Schenkel spends a lot of time on the Drake Equation and suggests that it has some predictive power; it doesn't. The Drake Equation is simply a way to organize our ignorance in order to permit rational discussion. R* is the only factor in this so-called equation that has any current observational bounds. Within the next decade or so, we may have an idea of the range of values for fp and ne. L is unknown and unknowable, in the absence of a successful SETI program. Today, we can say only that approximately 6 percent of stars like the sun host “hot Jupiters” in short-period orbits. While this is vastly more than we could say prior to 1995, when such objects were unknown and unexpected, it says little about the prevalence of terrestrial planets, or other bodies suitable for life. Schenkel has misinterpreted what is now known from the rigorous searches for extrasolar planets, and has confused observational bias (inherent to the current generation of instrumentation and techniques) with results to conclude that habitable planets are rare. So too, he has confused the interesting and important speculations of the Rare Earth volume with results. Given our sample of one, it is difficult to distinguish between the contingent and the truly necessary in the saga of evolution to a technological civilization on planet Earth today. The data are precisely consistent with life (indeed intelligent life) being rare or extremely abundant in the Milky Way Galaxy; as yet we have no data. Which brings us back to the size of the Cosmic Haystack.

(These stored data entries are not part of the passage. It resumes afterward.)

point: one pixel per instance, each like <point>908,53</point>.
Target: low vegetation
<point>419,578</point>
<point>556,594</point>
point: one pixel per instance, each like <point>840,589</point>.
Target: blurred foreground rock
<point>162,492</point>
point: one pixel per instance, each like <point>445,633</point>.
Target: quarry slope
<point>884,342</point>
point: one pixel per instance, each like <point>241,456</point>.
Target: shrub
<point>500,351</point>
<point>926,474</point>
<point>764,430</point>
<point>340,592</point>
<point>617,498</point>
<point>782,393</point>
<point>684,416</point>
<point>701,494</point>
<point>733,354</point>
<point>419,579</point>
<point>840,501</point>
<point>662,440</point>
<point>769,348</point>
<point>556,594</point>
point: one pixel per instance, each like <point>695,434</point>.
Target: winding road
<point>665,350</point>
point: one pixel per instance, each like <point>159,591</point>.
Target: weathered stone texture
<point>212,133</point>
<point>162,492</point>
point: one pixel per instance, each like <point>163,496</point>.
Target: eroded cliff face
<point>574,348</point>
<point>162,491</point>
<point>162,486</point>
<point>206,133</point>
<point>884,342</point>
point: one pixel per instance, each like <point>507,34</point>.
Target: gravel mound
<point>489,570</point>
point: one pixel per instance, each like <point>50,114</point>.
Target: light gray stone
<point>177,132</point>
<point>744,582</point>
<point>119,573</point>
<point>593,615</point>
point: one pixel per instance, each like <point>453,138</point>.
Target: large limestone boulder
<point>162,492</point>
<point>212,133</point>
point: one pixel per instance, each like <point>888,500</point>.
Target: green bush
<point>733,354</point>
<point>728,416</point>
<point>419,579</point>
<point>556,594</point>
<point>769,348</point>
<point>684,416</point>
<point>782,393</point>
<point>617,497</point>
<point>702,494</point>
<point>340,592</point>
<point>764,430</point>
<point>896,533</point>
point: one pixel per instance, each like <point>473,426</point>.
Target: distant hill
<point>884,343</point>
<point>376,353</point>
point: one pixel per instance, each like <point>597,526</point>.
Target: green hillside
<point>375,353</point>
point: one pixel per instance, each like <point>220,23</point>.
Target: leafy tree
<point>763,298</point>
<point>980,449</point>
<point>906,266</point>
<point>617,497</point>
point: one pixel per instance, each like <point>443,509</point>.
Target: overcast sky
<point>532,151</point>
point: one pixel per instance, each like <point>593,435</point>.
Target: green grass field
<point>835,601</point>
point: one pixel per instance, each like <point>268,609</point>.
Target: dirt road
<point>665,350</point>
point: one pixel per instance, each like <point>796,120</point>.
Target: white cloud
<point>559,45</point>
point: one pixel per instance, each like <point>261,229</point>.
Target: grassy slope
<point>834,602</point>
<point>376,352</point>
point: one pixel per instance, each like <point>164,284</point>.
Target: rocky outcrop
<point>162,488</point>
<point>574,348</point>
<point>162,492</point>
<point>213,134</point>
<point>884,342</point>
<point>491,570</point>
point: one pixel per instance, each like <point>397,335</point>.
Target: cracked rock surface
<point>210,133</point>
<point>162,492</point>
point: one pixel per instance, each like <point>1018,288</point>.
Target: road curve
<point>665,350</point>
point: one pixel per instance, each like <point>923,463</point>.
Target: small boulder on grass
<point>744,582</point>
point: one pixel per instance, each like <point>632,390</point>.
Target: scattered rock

Conclusions based on the examination of a small number of stars on our galactic door step, at a few frequencies within the radio and optical portions of the electromagnetic spectrum, during a few minutes of time, with detectors optimized for a limited class of signal types, cannot be very robust. Forty-six years may seem to Schenkel to be a long time to search without positive results. Indeed it’s longer than my professional career, during which I've worked very hard to conduct and improve those searches. However, it must be examined in a cosmic context-in light of the ten-billion-year history of our galaxy. For signals to be detectable, they must be co- temporal and that requires that technologies overlap (at least within the 100,000-year crossing time of our galaxy). We ourselves have just emerged as a technological civilization. Should we really be surprised that we haven't achieved instant success? Are we so confident that our current technology is the correct technology for the job? Are we still at the mercy of priests and philosophers, or will we use the power of our exponentiating technology to help us survive into old age, and perhaps along the way discover other long-lived technologies? Pogo was right, but we are a long way from having the data to draw the sobering negative conclusion.

The Allen Telescope Array is just beginning an exploration of the astrophysical universe and a search for signals from technological civilizations. As the first telescope to be designed for continuous SETI observations, it will immediately speed up current search strategies by orders of magnitude. Exploitation of Moore’s Law will make it faster yet throughout its lifetime. A new OSETI sky survey instrument at Harvard is about to be dedicated. All readers of the Skeptical Inquirer are encouraged to follow the developments of these projects and other ongoing SETI search programs and to contribute suggestions for their improvement or of alternative search strategies. However, if you are lonely and impatient, perhaps you need to consider an on-line dating service.

Success may be difficult to predict, but it’s too soon to rule it out.

  1. The nine dimensions are: three of space, time, two of polarization (or perhaps photon rotation/twist), frequency, modulation, and sensitivity (a combination of transmitter power and distance).

Jill Tarter

Jill Tarter is Director of the Center for SETI Research at the SETI Institute, 515 N. Whisman Road, Mountain View, CA 99043.